Now that it's been a few months since UConn clipped the nets in Houston, it's time to reflect -- on where Butler's second consecutive appearance in the national championship game ranks among college basketball's most impressive team accomplishments.
How about right up there with just about anything that's been done in the history of college basketball.
"Definitely right up there," Duke coach Mike Krzyzewski said. "It's amazing.
"No question it's somewhere in the top five," added Syracuse's Jim Boeheim.
|Brad Stevens' Bulldogs make the title game not once but twice. (Getty Images)|
And then to prove it wasn't a fluke -- and get back again the next year.
I'm not sure anyone else could have done what Brad Stevens and the Bulldogs accomplished.
Not John Wooden, Coach K or even Bob Knight.
Stevens did it with a fairly anonymous group. No one knew about Gordon Hayward or Shelvin Mack when they committed to the Bulldogs. In fact, Matt Howard was the only guy on the roster that got any high-major looks.
The young coach was a virtual unknown as well, but Stevens has helped orchestrate a run that we may never see again -- a mid-major program that reached the national championship game in successive seasons while doing it the right way -- clean and with high-character kids.
1. UCLA's Dynasty: John Wooden and the Bruins established a full-fledged dynasty back in the 1960s and 1970s, winning 10 national titles in the span of 12 years. Sure, I know the complexion of the NCAA tournament has altered dramatically since those days and Wooden's players were getting some "extras" from booster Sam Gilbert, but still. Seven consecutive national championships is an insane stretch. No school has won more than two straight since. Wooden's teams went undefeated in 1963, 1967 and also in back-to-back seasons in '72 and '73. No matter what you want to bring to the table, no college basketball accomplishment compares.
2. Butler's Return Engagement: The critics will point to the fact that the Bulldogs didn't win a national title, but for a team from the Horizon League to make consecutive appearances in the championship contest is almost unfathomable. They did it with a young coach in baby-faced Brad Stevens and with a group of mostly unheralded players. The Bulldogs were one shot away from toppling Duke two seasons ago, but were written off after Gordon Hayward left for the NBA and became a lottery pick. Butler struggled early in the season and even in league play, but put it all together when it mattered most -- and made a second straight appearance in the title game. I don't think I'm going out on a limb by saying something like this will never, ever happen again.
3. Coach K's Dukies: Some people forget how dominant Coach Mike Krzyzewski's Blue Devils program was from the mid-1980s through the mid-1990s. Duke went to the Final Four seven times in a span of nine seasons -- winning the national title twice, in 1991 and 1992. They became the team that many loved to hate because they were so dominant year after year. However, what is also remarkable is the way Coach K built the program in Durham. It's a team that won just 38 total games in his first three seasons at the helm and didn't have tradition to fall back on.
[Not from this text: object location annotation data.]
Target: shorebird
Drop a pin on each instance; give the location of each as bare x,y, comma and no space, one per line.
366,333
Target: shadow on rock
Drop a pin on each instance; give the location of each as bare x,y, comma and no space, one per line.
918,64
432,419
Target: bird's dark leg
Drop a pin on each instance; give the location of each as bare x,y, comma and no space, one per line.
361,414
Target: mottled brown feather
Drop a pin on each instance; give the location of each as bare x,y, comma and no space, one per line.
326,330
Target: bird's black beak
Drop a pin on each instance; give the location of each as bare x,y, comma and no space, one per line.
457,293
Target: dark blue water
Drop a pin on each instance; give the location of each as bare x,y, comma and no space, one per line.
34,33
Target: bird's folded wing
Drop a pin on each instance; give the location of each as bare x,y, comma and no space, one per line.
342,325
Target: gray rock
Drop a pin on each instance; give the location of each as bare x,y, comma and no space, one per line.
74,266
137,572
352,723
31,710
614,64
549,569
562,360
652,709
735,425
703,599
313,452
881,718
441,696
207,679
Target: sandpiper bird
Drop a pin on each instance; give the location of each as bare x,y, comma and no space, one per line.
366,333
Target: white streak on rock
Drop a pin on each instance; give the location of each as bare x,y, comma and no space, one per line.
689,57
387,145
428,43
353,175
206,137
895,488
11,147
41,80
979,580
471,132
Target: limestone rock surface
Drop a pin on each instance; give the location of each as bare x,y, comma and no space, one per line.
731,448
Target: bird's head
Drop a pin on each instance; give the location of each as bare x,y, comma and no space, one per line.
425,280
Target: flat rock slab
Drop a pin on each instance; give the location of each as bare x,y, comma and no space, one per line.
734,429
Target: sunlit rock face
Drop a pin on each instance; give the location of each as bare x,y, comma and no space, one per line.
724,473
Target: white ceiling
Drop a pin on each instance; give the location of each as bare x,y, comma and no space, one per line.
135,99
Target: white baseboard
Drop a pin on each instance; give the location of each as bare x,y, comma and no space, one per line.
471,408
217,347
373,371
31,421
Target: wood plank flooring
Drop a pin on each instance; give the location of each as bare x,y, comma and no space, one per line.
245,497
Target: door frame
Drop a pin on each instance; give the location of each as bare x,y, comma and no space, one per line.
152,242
4. Gator Bait: No one saw this coming. Not even Billy Donovan. The Gators, with an unheralded group of players ignored by most of the elite programs coming out of high school, shocked the nation by winning the national title in 2006. Then Joakim Noah, Al Horford and Corey Brewer all spurned the NBA for a year, returned to campus and defended their championship, becoming the first school to go back to back since Duke accomplished the feat in 1991 and 1992. What adds to the impressive nature of Donovan's feat is that he did it at a "football school."
5. Izzo's Final Four Sparty: There's been some history in East Lansing over the years. Namely, Magic Johnson bringing a national title to Michigan State. But what Tom Izzo has done has been nothing short of amazing. The Spartans head coach made a half-dozen Final Four appearances within a 12-year span. Izzo won the national title in 2000, got there in 1999, 2001, 2005, 2009 and 2010 -- and again, he did it at a place that's not considered one of the elite jobs in college basketball.
6. Ivy Shocker: The Penn Quakers went into the 1979 NCAA tournament as the No. 9 seed in the East, but reeled off four victories to earn a spot in the Final Four. First came a win over Jim Valvano's Iona team, then an upset over No. 1 North Carolina in Raleigh, followed by victories over Big East powers Syracuse and St. John's. Tony Price led the Quakers' magical run -- which came to an end in the Final Four to Magic Johnson's Michigan State team. I just can't imagine a day when an Ivy League team makes another Final Four appearance.